最右翼はロシア出身の露鵬

大相撲名古屋場所開幕“ストップ・ザ・朝青龍”を探せ!

2005.07.07 THU

「何も言うことありません。あんな負け方初めてだよ」。“ストップ・ザ・朝青龍”の最右翼と見られた大関・栃東も、脱帽するしかなかった。春場所では連勝記録を27でストップさせ、過去の対戦成績でも幕内で唯一、この最強横綱をリードしていたが、先の夏場所千秋楽は、まったく見せ場すら作れず、わずか3秒で押し出された。

それにしても、なぜあんなに強いのか。それとも周りが弱すぎるのか。ある幕内力士は言う。「貴乃花には張り手もできたが、今の横綱にそんなことやったら、何倍にもなってハネ返ってくる。そんなことでケガさせられたくないしね」。
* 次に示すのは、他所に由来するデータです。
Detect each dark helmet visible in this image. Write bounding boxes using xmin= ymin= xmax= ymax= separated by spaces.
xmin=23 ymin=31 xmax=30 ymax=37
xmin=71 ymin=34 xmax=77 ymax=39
なんとも情けない気もするが…。

現に、本場所の対戦で張り手を見舞ったら、場所後の巡業けいこで吊り落としを食らい、土俵にたたきつけられた力士もいる。せっかく横綱が出げいこにやって来ても、みんな恐れをなして逃げ回る始末。

そんななか、頼もしい男が現れた。ロシア出身、一時はレスリングで母国の五輪候補とも言われた195cm・144kgの露鵬だ。今年4月、一般公開されたけいこ総見で顔が合った際は、土俵を割ったのにダメを押されると、ものすごい形相で睨みつけ挑発した。さらに次の相撲では、朝青龍に強烈な小手投げを見舞い、「土俵に上がれば、横綱も大関も関係ない。みんな俺の相手だ」と言い放った。先場所は敗れたものの、破壊力満点のナチュラルパワーが炸裂すれば、何が起こるかわからない。

とはいえ、現在4連覇中の朝青龍に死角は見当たらない。「横綱は相手によって相撲を変えてきてるし、よく研究している」と複数の対戦力士が口を揃えて言う。しかも、以前のように土俵上でカッとなって墓穴を掘ることもなくなった。

ライバル不在の状態が続けば、相撲人気はますます先細りだ。本場所に入っても話題の中心が貴乃花親方だとしたら、あまりにも情けない。